On the other hand, to “be” or the act of “being” means “to exist or live; to belong.” Call me crazy, but that sounds a heck of a whole lot more appealing than “doing.” To “exist” is something that happens outside of your own ability or will. If you exist, it is because Someone created you to exist at this appointed time and in the appointed place where you while you read this. In other words, it is outside of your control; you had nothing to do with it.

A few of my favorite verses have to do with this very subject. For example Philippians 1:6 says that “He who began a good work in you will carry it on to completion until the day of Christ.” So not only is God doing the “doing” but is in fact a continual process. Our role: to simply be. Be available. Be obedient. Just be.

The other verse that relates to this is found in 1 Thessalonians 5. After giving a list (Remember, I didn’t say that we weren’t give a list of to-do’s, I just said that they are not ultimate; they are not bigger/better/more important than our relationship with the Lord) in verse 16-18—“rejoice always, pray without ceasing, and give thanks in all circumstances”—Paul then says in verse 24 “He who calls you is faithful and He will surely do it.” So again, God does the “doing” and we are called to “be.”

So here’s my take. If we, believers, seek the Lord wholly and completely, above anything and everything else, would not the natural outflow of our hearts, minds, bodies, money, time, etc. be spent on and given to those things, people, places for which the Lord is absent? If we were so utterly consumed, from the inside out, with the Word and the Holy Spirit, would not our sole desire be to be Christ to those who do not know Him? Would not we feel totally compelled to share Him in the way we live, as testimonies, in the darkest places?

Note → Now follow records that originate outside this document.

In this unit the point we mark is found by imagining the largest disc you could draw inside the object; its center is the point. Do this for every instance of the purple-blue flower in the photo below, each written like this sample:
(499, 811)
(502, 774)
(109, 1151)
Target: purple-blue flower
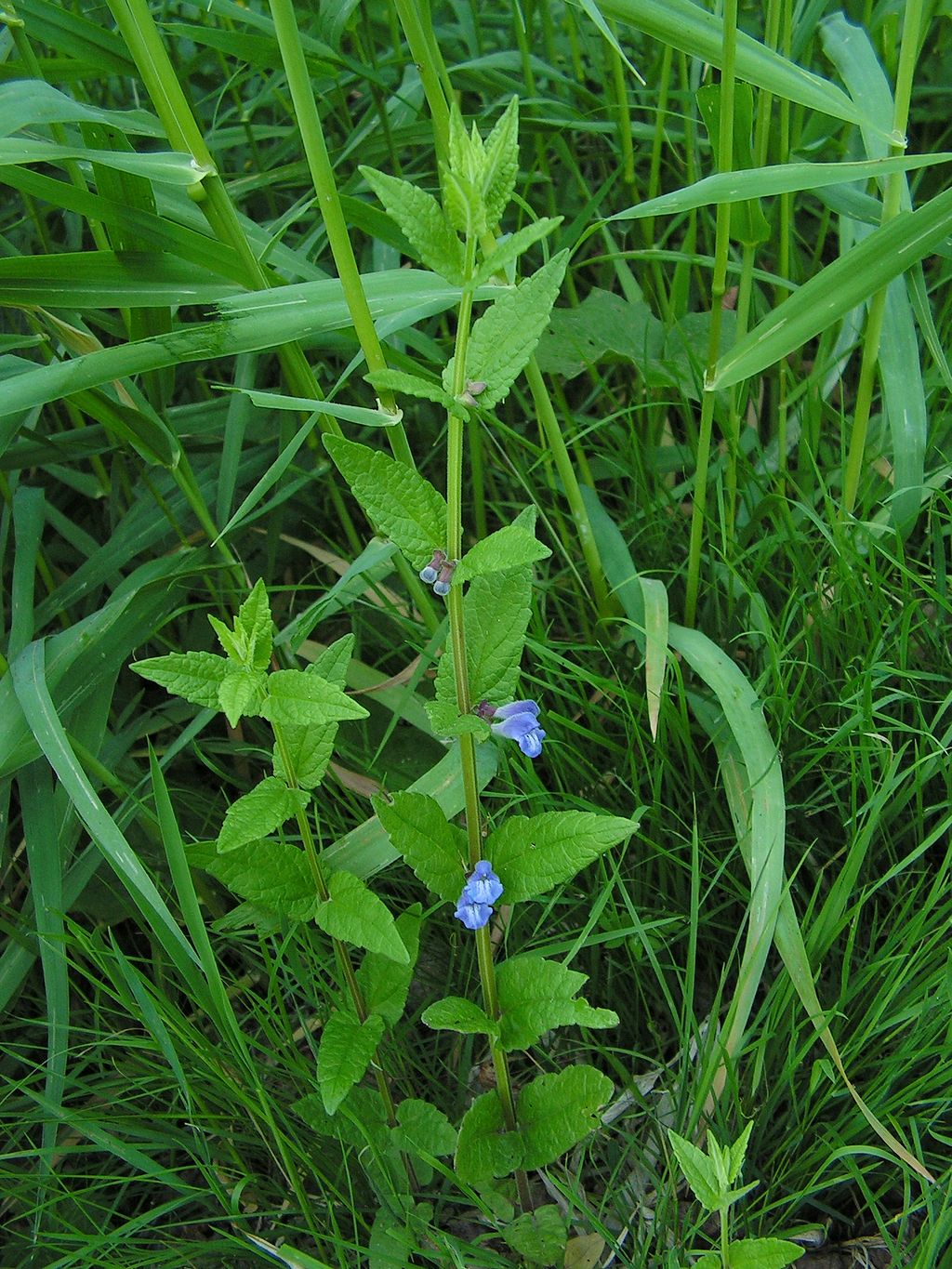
(483, 886)
(482, 890)
(472, 915)
(521, 723)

I think we would. But being pre-occupied with “doing” these things, instead of letting them naturally pour out of us, takes the divinity and sovereign control out of the hands and responsibility of God. In other words, I wonder if, in our “holy intention” we don’t steal from the Lord what is rightfully His (i.e. our complete surrender and total obedience) and make it look like what we think it ought to look like. And in doing so, we actually accomplish less. We get overwhelmed. We get confused. We run out of resources. We run out of time. We run out of ideas. We run out of strength to press on because our strength is never enough. In relying on ourselves, we find our attempts unfruitful, broken, and ultimately, we find that they fail.

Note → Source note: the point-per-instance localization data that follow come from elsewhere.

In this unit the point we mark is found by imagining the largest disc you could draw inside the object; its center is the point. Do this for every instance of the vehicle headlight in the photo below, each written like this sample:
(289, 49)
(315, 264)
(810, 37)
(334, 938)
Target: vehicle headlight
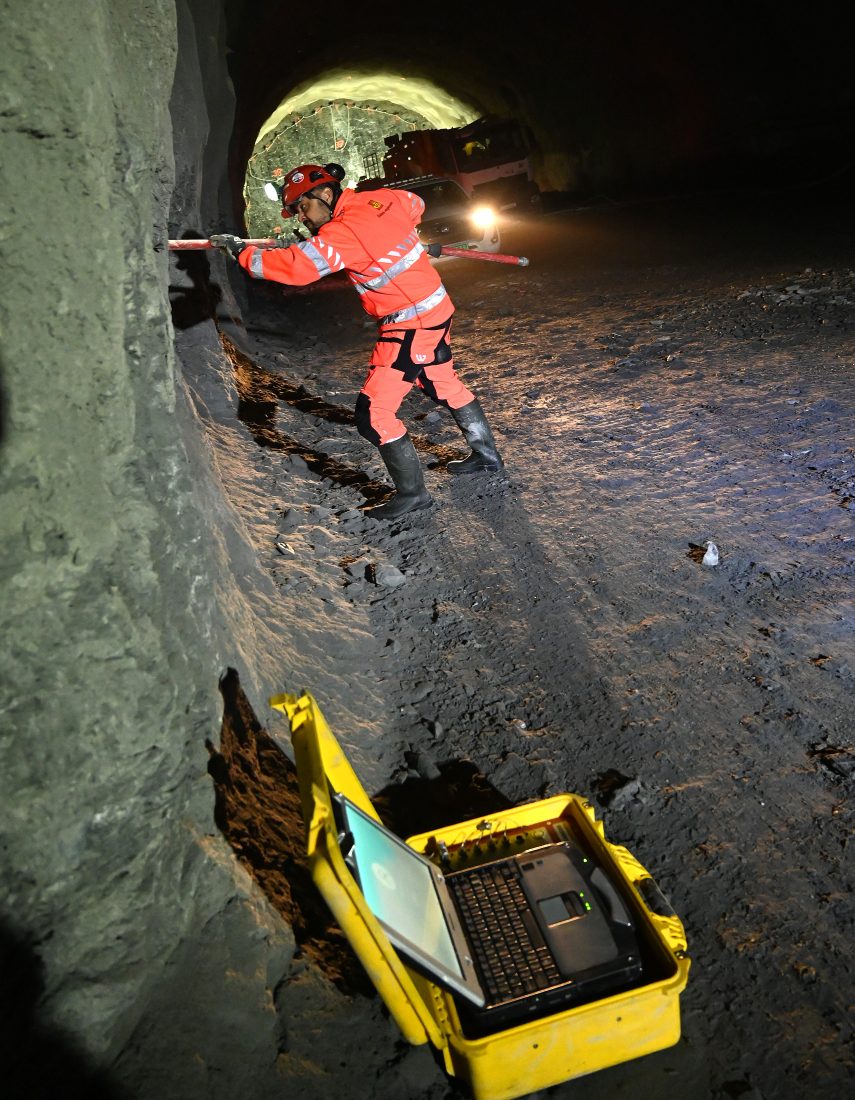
(483, 218)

So let’s connect the dots then to poverty.

If we, as a body of believers, stopped striving in our own ability and strength to be the hero of different situations and circumstances, and instead simply allow Christ, dwelling within us, to do what He wants through us by our simple obedience…how much more might He be capable of doing by our being?

If we are to look like Jesus in our living and being, then shouldn’t we compare ourselves to Him? Fine, let’s start with the obvious. When was the last time you fed someone on the street?

Jesus fed 5,000.

I don’t look like Him. Do you?

1 comment:

Juli Jarvis said...

Meredith, I've thought about this a lot and re-read it several times. I agree with you completely -- all our ministry needs to come naturally, out of our relationship with Him. This is something I constantly tell my team of Advocates -- that God is already speaking to His people about helping the poor; we just need to be alert to the opportunities He places before us. We need to join Him in what He is already doing, not try to make something happen on our own. The churches I think I should speak in are not the ones that end up allowing me to speak -- I have to be ever so careful to lean on Him, not on myself. When you said, "I wonder if, in our 'holy intention' we don't steal from the Lord what is rightfully His," it reminded me of the verses where Jesus told people not to tell others they were healed by Him. I have often thought part of the reason is because He wants to reveal Himself to others Himself, as Matthew 16:17 says. I think we get in the way much too often. When I have allowed God to lead in my ministry, pastors have actually called or walked up to me and asked me to speak in their churches. I love that!